Come al solito, un confronto sullo stato di avanzamento rispetto al resto dell’Europa occidentale vede le imprese italiane ancora in una fase di studio e sperimentazione. Il rapporto tra chi non considera o comincia solo oggi ad applicare una strategia orientata al “futuro del lavoro” e cosiddetti “determinati digitali” che possono invece vantare di applicare i principi dello smartworking in modo integrato o addiritttura pienamente integrato (percentuali del 28% e 11% rispettivamente) è di 60 a 40. Una percentuale del 35% di aziende consultate risponde di avere appena avviato una strategia compiuta.

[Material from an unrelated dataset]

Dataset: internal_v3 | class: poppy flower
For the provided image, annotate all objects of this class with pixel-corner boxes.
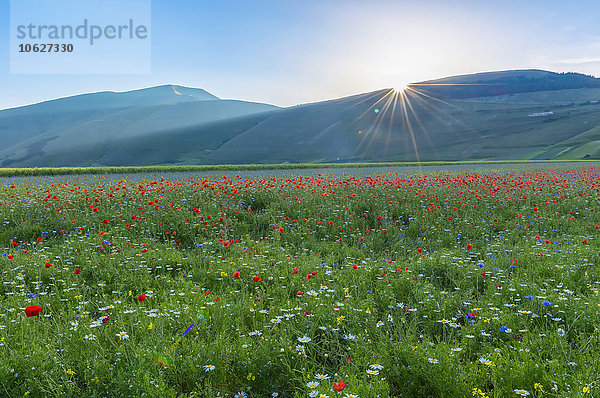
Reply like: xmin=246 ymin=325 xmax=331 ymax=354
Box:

Al primo posto, nella tipologia di progetti avviati, ci sono (51% dei rispondenti) attività di reskilling e di smart working, oltre a iniziative di messa in sicurezza (44%). Ancora piuttosto basse le voci talent management ed employee experience che secondo la Bigliani rappresentano il futuro. Le previsioni di IDC in quest’ambito citano per esempio la graduale adozione di metriche di Key behavioral indicators, il successo dei marketplace come canale di offerta e ricerca di competenze, specialmente digitali e il moltiplicarsi di formule di co-creation, co-working e crowdsourcing per aziende caratterizzate da “workspace” sembre più aperti e ibridi.